Similar to a $PumasModel$, a $PumasEMModel$ also requires you to specify domains. However, unlike a $PumasModel$ where this is done explicitly through use of types such as $VectorDomain$ or $PSDDomain$, this is done implicitly in the $PumasEMModel$ by specifying a probability distribution. Currently, only the $Normal$, $LogNormal$, and $LogitNormal$ distributions are supported, correspoding to domains of $(-∞,∞)$, $(0,∞)$, and $(0,1)$, respectively.

Declaring parameters: $@param$ and $@random$ blocks

In the $PumasEMModel$, both the $@param$ and $@random$ block allow you to declare variables with with a distribution-defined domain using the same syntax. The distinction is that $@param$ declares fixed effects, while $@random$ implicitly adds random effects. They are declared using a formula syntax:

@param begin
    Vc     ~ 1 | LogNormal
@random begin
    θbioav ~ 1 | LogitNormal
    CL     ~ 1 | LogNormal

This declares one fixed effect, $Vc ∈ (0,∞)$ and two subject-level random effects, $θbioav ∈ (0,1)$ and $CL ∈ (0,∞)$.


Unlike in the $@param$ block of a $PumasModel$, the distribution in an $@param$ block of a $PumasEMModel$ is only used for inferring the domain; it does not place a prior on the associated parameter. The use of a distribution here is merely to provide consistency in specification between the $@param$ and the $@random$ blocks.

Then in $simobs(model, data, param)$ or $fit(model, data, param, approx)$, the parameters $param$ must be a $NamedTuple$ of values where the type fits in the domain. For example, the following is a valid definition of $param$ for the previous example, assuming our error model contained a single $dv$ with a $CombinedNormal$ error model:

param = (
    Vc = 2.0,
    θbioav = 0.75,
    CL = 0.1
    Ω = (1.0, 1.0), # diagonal elements of covariance matrix.
    σ = ((1.0,1.0),) # (σₐ, σₚ) of `CombinedNormal`

Note that unlike in a $PumasModel$, we do not define the $Ω$ (variance of random effects) or $σ$ (dispersion in the error model) parameters in the $@param$ or $@random$ blocks, as these are defined implicitly by the number of formulas in the $@random$ and the error models in the $@error$ block. $simobs$ requires we provide values for $Ω$ and $σ$, although $fit$ will initialize $Ω$ to the identity matrix and each $σ$ to $1.0$ if absent.


If fitting with SAEM, it is recommended to use larger values for $Ω$ and $σ$ than what you estimate them to be. Doing so aids exploration of the parameter space, and enables the algorithm to escape local optima.

The structure of $Ω$ may be specified using an $@covariance$ block, which allows you to specify the size of dense blocks along the diagonal.
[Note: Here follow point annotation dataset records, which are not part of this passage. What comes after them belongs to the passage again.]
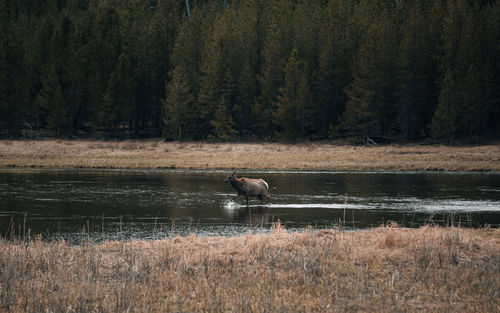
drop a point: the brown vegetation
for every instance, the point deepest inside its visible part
(157, 155)
(430, 269)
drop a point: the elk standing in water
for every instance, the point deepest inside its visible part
(249, 187)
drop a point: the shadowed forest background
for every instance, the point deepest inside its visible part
(286, 70)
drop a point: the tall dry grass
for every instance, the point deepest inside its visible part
(153, 154)
(430, 269)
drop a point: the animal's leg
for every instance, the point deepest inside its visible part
(261, 199)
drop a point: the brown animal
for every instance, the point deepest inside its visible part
(249, 187)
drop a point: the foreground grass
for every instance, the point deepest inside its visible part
(157, 154)
(429, 269)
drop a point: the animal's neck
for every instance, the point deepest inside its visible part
(236, 182)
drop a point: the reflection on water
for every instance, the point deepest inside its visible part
(133, 204)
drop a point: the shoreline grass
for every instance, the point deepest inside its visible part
(388, 269)
(156, 154)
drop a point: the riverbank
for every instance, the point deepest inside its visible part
(391, 269)
(156, 154)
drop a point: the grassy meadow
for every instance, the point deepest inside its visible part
(156, 154)
(386, 269)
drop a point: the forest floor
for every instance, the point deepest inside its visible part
(385, 269)
(156, 154)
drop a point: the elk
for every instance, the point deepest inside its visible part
(249, 187)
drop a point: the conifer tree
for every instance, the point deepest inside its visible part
(371, 106)
(294, 115)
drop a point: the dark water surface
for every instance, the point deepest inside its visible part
(96, 205)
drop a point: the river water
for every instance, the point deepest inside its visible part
(125, 205)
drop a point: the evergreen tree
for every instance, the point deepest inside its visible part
(415, 72)
(371, 106)
(294, 113)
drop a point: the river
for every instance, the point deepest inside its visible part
(84, 205)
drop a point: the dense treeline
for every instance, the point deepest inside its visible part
(251, 69)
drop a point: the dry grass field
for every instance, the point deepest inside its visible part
(391, 269)
(156, 154)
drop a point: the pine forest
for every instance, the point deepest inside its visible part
(229, 70)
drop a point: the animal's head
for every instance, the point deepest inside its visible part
(230, 177)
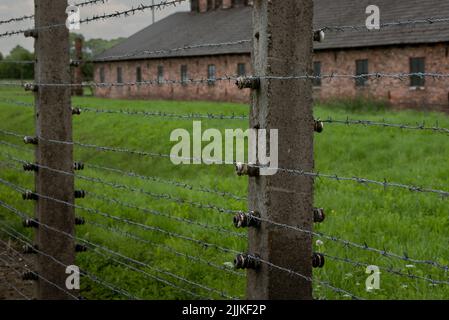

For example, if we have 6 random effects in the model,

@covariance (2,1,3)

indicates a $6×6$ block-diagonal covariance matrix with $2×2$, $1×1$, and $3×3$ diagonal blocks. We could initialize this via:

using StaticArrays
param = (
    Ω = ( @SMatrix([1.0 0.05;
                    0.05 1.0]),
	  @SMatrix([2.0 0.7 0.3;
	            0.7 1.5 0.2;
		    0.3 0.2 1.8]) )

$Ω$s are specified as a $Tuple$ with one element per diagonal block. If a block is $1×1$, then it is given by a scalar. Otherwise, by an $SMatrix$. If absent, $Ω$ defaults to being diagonal.

Optionally, $ω$ may be specified instead, where each element of the tuple corresponds to the lower triangular Cholesky factor of the corresponding block of $Ω$. For example, the param field using $ω$ corresponding to $Ω$ example above would be

using StaticArrays
param = (
    ω = ( @SMatrix([1.0                                0.0;
                    0.05                0.998749217771909]),
          @SMatrix([1.4142135623730951                 0.0                 0.0;
	            0.4949747468305832  1.1202678251204041                 0.0;
		    0.21213203435596423 0.08480115010871586 1.3220471871080242]) )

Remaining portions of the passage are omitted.